About the job
Please submit your CV in English and indicate your English proficiency level.
Mindrift connects experienced specialists with project-based AI work for technology companies. Assignments focus on testing, evaluating, and improving AI systems. This freelance, project-based position does not offer permanent employment.
Role overview
As a Freelance AI Evaluation Engineer, the primary focus is building a dataset to assess AI coding agents using real-world developer tasks. The work involves designing detailed tasks and evaluation methods in realistic simulated environments.
Main responsibilities
- Create virtual companies from high-level plans, including codebases, infrastructure, and realistic context such as conversations, documentation, and tickets that reflect authentic development history.
- Develop and refine tasks for different stages of the virtual company.

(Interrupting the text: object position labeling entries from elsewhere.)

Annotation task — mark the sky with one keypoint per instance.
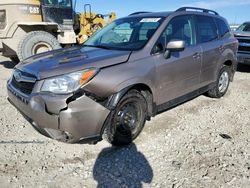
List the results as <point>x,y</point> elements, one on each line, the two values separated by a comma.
<point>235,11</point>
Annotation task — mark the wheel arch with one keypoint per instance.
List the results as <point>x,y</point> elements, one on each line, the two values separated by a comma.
<point>143,88</point>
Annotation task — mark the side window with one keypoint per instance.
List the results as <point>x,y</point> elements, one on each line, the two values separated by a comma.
<point>222,27</point>
<point>179,28</point>
<point>207,30</point>
<point>147,30</point>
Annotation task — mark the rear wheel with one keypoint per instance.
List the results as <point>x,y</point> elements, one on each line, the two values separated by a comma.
<point>126,122</point>
<point>222,84</point>
<point>36,42</point>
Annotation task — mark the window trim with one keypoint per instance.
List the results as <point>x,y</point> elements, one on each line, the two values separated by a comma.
<point>194,33</point>
<point>5,20</point>
<point>218,29</point>
<point>198,32</point>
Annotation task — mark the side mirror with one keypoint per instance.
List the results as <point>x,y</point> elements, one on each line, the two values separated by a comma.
<point>174,46</point>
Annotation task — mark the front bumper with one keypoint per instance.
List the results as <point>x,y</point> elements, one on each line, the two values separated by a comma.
<point>243,57</point>
<point>82,119</point>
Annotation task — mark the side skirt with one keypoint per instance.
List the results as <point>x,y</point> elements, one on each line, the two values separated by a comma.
<point>180,100</point>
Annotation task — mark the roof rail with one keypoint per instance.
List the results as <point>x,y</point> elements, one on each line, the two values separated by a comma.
<point>196,9</point>
<point>141,12</point>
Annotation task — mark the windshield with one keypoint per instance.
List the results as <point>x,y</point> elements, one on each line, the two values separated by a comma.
<point>244,27</point>
<point>125,34</point>
<point>60,3</point>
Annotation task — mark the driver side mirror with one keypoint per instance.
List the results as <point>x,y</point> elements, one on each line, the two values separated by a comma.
<point>174,46</point>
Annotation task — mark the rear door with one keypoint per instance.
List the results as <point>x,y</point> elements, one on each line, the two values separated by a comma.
<point>208,38</point>
<point>179,74</point>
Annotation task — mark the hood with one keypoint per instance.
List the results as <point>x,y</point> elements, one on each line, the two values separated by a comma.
<point>241,34</point>
<point>64,61</point>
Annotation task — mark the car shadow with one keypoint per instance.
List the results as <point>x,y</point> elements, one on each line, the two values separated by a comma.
<point>8,64</point>
<point>243,68</point>
<point>122,167</point>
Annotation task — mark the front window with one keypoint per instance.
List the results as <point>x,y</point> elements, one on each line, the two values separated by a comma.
<point>2,19</point>
<point>244,27</point>
<point>58,3</point>
<point>125,34</point>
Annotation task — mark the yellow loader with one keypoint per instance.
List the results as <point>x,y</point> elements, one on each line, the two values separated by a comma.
<point>29,27</point>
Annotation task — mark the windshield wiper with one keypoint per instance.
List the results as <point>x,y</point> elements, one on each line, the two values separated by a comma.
<point>98,46</point>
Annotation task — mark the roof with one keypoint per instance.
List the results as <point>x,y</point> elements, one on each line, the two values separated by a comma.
<point>151,14</point>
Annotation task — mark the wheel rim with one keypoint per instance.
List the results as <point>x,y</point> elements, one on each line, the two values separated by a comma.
<point>129,117</point>
<point>41,47</point>
<point>223,82</point>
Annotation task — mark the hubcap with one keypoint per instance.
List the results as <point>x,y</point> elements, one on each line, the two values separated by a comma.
<point>41,47</point>
<point>223,82</point>
<point>127,118</point>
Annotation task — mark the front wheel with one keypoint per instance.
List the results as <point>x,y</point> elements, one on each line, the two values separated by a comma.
<point>222,84</point>
<point>126,122</point>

This includes writing prompts, setting evaluation criteria, and ensuring tasks are solvable and assessments are fair.
- Design assignments for isolated environments that mimic a developer's workstation, using a Linux machine with development tools (terminal, CLI), MCP servers (repository, task tracker, messenger, documentation), and a real web application codebase.

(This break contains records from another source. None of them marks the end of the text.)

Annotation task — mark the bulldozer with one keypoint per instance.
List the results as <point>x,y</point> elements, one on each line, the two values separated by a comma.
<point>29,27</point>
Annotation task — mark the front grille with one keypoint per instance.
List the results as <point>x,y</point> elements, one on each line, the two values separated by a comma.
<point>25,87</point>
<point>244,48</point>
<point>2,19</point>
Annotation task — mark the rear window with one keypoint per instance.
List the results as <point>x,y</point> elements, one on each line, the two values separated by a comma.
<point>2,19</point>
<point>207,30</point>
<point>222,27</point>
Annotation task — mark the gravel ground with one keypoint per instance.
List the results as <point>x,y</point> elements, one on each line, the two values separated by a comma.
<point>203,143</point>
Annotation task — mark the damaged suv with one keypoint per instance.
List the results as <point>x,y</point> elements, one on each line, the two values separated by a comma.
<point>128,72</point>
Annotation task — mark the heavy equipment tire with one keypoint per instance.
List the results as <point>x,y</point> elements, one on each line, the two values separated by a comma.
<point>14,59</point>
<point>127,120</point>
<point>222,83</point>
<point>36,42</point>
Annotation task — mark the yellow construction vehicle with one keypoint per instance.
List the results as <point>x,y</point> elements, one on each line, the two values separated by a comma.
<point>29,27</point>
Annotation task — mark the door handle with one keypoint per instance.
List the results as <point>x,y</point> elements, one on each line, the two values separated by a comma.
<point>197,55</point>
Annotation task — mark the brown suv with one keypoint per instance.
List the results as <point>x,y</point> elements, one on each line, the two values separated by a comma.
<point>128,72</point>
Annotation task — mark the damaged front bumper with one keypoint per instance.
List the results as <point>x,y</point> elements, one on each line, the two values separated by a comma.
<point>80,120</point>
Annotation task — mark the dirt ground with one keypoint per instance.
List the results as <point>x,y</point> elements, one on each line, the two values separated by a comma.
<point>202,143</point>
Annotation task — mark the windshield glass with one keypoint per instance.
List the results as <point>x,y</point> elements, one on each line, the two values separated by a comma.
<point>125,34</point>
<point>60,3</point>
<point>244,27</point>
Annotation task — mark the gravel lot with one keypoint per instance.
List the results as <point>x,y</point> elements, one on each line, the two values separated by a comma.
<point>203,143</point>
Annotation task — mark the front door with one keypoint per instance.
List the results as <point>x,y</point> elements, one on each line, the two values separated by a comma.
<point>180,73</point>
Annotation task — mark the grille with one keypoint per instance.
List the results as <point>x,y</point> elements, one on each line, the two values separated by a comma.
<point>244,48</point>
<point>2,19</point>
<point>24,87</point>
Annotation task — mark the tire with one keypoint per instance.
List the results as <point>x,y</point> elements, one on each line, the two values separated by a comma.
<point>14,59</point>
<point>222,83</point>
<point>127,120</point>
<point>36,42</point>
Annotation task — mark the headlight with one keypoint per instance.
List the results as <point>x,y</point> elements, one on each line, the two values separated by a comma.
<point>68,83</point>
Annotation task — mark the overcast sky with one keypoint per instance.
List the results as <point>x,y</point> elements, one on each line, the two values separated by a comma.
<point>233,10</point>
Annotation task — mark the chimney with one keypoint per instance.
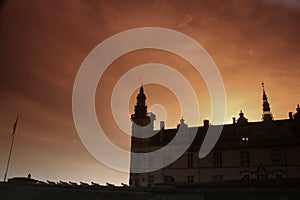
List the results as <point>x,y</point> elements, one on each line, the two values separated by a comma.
<point>206,123</point>
<point>290,115</point>
<point>162,125</point>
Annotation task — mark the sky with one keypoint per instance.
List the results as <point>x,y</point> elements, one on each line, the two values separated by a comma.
<point>44,43</point>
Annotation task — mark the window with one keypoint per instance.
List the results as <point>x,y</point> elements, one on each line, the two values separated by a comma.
<point>190,179</point>
<point>218,177</point>
<point>277,157</point>
<point>217,159</point>
<point>167,158</point>
<point>169,179</point>
<point>190,160</point>
<point>245,161</point>
<point>262,176</point>
<point>150,181</point>
<point>151,163</point>
<point>245,176</point>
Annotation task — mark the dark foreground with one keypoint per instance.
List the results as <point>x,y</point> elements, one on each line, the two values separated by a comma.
<point>30,189</point>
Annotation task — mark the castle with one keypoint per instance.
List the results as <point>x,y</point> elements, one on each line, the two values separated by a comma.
<point>262,150</point>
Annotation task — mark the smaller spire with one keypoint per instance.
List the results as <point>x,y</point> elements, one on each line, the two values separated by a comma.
<point>242,120</point>
<point>267,115</point>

- Build tests that accept all valid solutions and reject incorrect ones, aiming for balanced strictness.
- Work with an AI agent to confirm that tests detect real issues, do not overlook errors, and validate correct solutions.
- Review code generated by agents, analyze why solutions succeed or fail, and invent edge cases and adversarial scenarios.
- Incorporate feedback from expert QA reviewers to improve your work and meet quality standards.
Scope clarifications
- This position does not include data labeling.
- This position does not cover prompt engineering.
- Writing code from scratch is not required. The AI agent handles most coding; your focus is on guidance and evaluation.
Much of the work involves collaborating directly with AI systems, as designing challenges for advanced models requires hands-on interaction with those models.